The is the reality the United States is facing.
May 21 (King World News) – Gerald Celente: On 16 May, Moody’s Ratings became the last of the three major credit rating agencies to lower its estimate of the U.S. government’s creditworthiness.
Moody’s dropped its rating from Aaa to Aa1, citing years of failure by presidents and the U.S. Congress to rein back the ballooning national debt. It also cited the growing interest burden the treasury must pay and the risk to the nation’s standing as the world’s most attractive destination for investment.
In November 2023, the agency dropped its U.S. rating outlook to negative. With the downgrade, it now sees the outlook as “stable.”
Fitch Ratings and Standard & Poor’s already had diminished their ratings to Aa1.
“While we recognize the U.S.’s significant economic and financial strengths, we believe these no longer fully counterbalance the decline in fiscal metrics,” Moody’s said in a statement announcing the downgrade.
The yields for treasury securities ticked up on the news, with the return on the 10-year note rising as high as 4.49 percent.
“The downgrade may indicate that investors will demand higher yields on Treasuries,” portfolio manager Tracy Chen at Brandywine Global Investment Management wrote in a note to clients.
Although dollar-based assets rallied after Fitch and S&P’s downgrades, “it remains to be seen whether the market reacts differently as the haven nature of treasury and the U.S. dollar might be somewhat uncertain,” she added.

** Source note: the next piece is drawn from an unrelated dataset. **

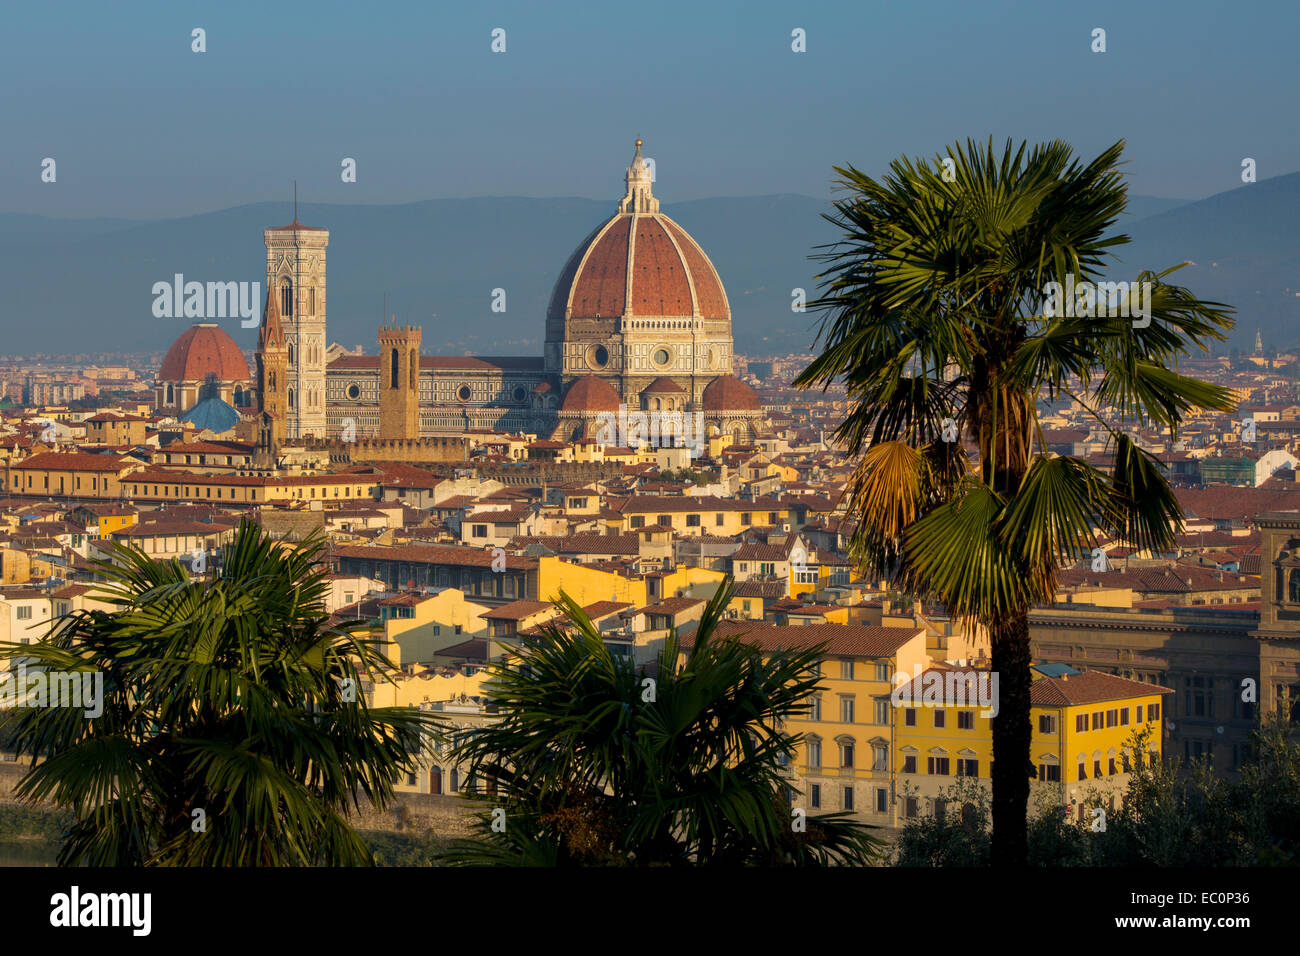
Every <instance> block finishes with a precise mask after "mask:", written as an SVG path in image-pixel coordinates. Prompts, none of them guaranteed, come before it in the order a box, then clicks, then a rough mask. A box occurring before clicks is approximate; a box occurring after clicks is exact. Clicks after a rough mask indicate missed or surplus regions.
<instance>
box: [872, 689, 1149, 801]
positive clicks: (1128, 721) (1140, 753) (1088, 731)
mask: <svg viewBox="0 0 1300 956" xmlns="http://www.w3.org/2000/svg"><path fill="white" fill-rule="evenodd" d="M1034 676H1035V679H1034V683H1032V684H1031V689H1030V701H1031V721H1032V726H1034V736H1032V739H1031V744H1030V758H1031V762H1032V763H1034V767H1035V778H1036V779H1035V780H1034V783H1032V784H1031V791H1032V792H1031V806H1030V810H1031V813H1032V812H1034V810H1035V809H1036V806H1039V805H1043V803H1049V804H1054V805H1058V806H1067V805H1070V806H1073V810H1071V812H1073V813H1074V814H1075V816H1076V817H1078V818H1079V819H1084V816H1086V812H1087V810H1088V809H1089V808H1092V806H1096V805H1099V803H1102V804H1106V805H1108V806H1110V808H1114V804H1115V800H1117V799H1121V797H1122V793H1123V791H1125V790H1126V788H1127V786H1128V779H1130V769H1131V766H1132V762H1134V761H1139V760H1140V761H1157V760H1160V754H1161V749H1162V741H1164V723H1162V721H1164V708H1162V698H1164V696H1165V695H1169V693H1173V689H1170V688H1167V687H1160V685H1156V684H1148V683H1143V682H1139V680H1128V679H1126V678H1119V676H1114V675H1112V674H1102V672H1100V671H1076V670H1074V669H1071V667H1066V666H1063V665H1039V666H1036V667H1035V670H1034ZM887 700H888V705H889V715H891V719H892V727H893V741H894V745H893V753H892V756H891V779H892V782H893V806H892V810H893V814H894V821H893V822H894V823H896V825H901V823H902V822H905V821H907V819H914V818H918V817H922V816H930V814H933V813H937V812H943V810H945V809H946V806H948V800H949V799H950V797H952V790H953V787H954V784H957V783H959V782H961V780H962V779H963V778H965V779H974V780H978V783H979V786H980V787H984V788H985V790H989V788H991V780H992V775H991V774H992V761H993V730H992V718H993V715H996V711H997V705H998V689H997V680H996V675H993V674H991V672H989V671H988V670H987V669H976V667H952V666H946V665H936V666H931V667H927V669H926V670H923V671H920V672H919V674H917V676H914V678H913V679H911V680H905V682H901V683H900V684H898V685H897V687H896V688H894V689H893V691H892V692H891V695H889V697H888V698H887ZM1143 731H1147V732H1148V734H1149V736H1148V737H1147V740H1145V750H1147V752H1145V753H1135V752H1134V750H1132V744H1134V735H1135V732H1143Z"/></svg>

The annual federal budget deficit is currently around $2 trillion a year, meaning that nearly a third of last year’s $6.8-trillion outlay was borrowed. The deficit is roughly 6.4 percent of GDP, while the total national debt is about 102 percent of the annual GDP.
Congress is currently haggling over a combination tax-cut and spending bill that could add $3.8 trillion to U.S. debt over the next 10 years, according to Congress’s bipartisan Joint Committee on Taxation.
Moody’s expressed skepticism over the ability of Congress to enact a meaningful debt reduction plan.
In May, U.S. Treasury Secretary Scott Bessent testified to Congress that U.S. debt is increasingly unsustainable. “The debt numbers are indeed scary,” he said. A sudden financial crisis could spark “a sudden stop in the economy as credit would disappear,” he added. “I’m committed to that not happening.”
In March, the Congressional Budget Office (CBO) rated the chance of a debt-inspired crisis as low but said it is not possible to quantify the odds.
If the current trend lines continue, by 2029 the U.S. will owe 107 percent of GDP, finally exceeding the record level set just after World War Two, the CBO reported.
That proportion is expected to continue growing. In addition to the Republican Congress’s planned massive tax cut, Social Security and Medicare will demand more money as the population ages and lives longer.
Moody’s projects the federal deficit to reach almost 9 percent of GDP by 2035, “driven mainly by increased interest payments on debt, rising entitlement spending, and relatively low revenue generation.”
TREND FORECAST:
As we noted in “U.S. Poised to Further Increase Its Record National Debt” (21 Jan 2025), interest on the federal debt is the U.S. government’s third-largest expense this year, costing more than veterans’ services, Medicaid, and net outlays for Medicare combined.
Again, as we have forecast, with interest rates high, it costs more to service the debt. Thus, President Trump will push the Federal Reserve to lower interest rates, which, as we have greatly detailed, he did so back in 2018 when he was President when the Dow had its worst December since the Great Depression.
And the lower interest rates fall the deeper the dollar will fall. And the deeper the dollar falls, the higher gold prices rise.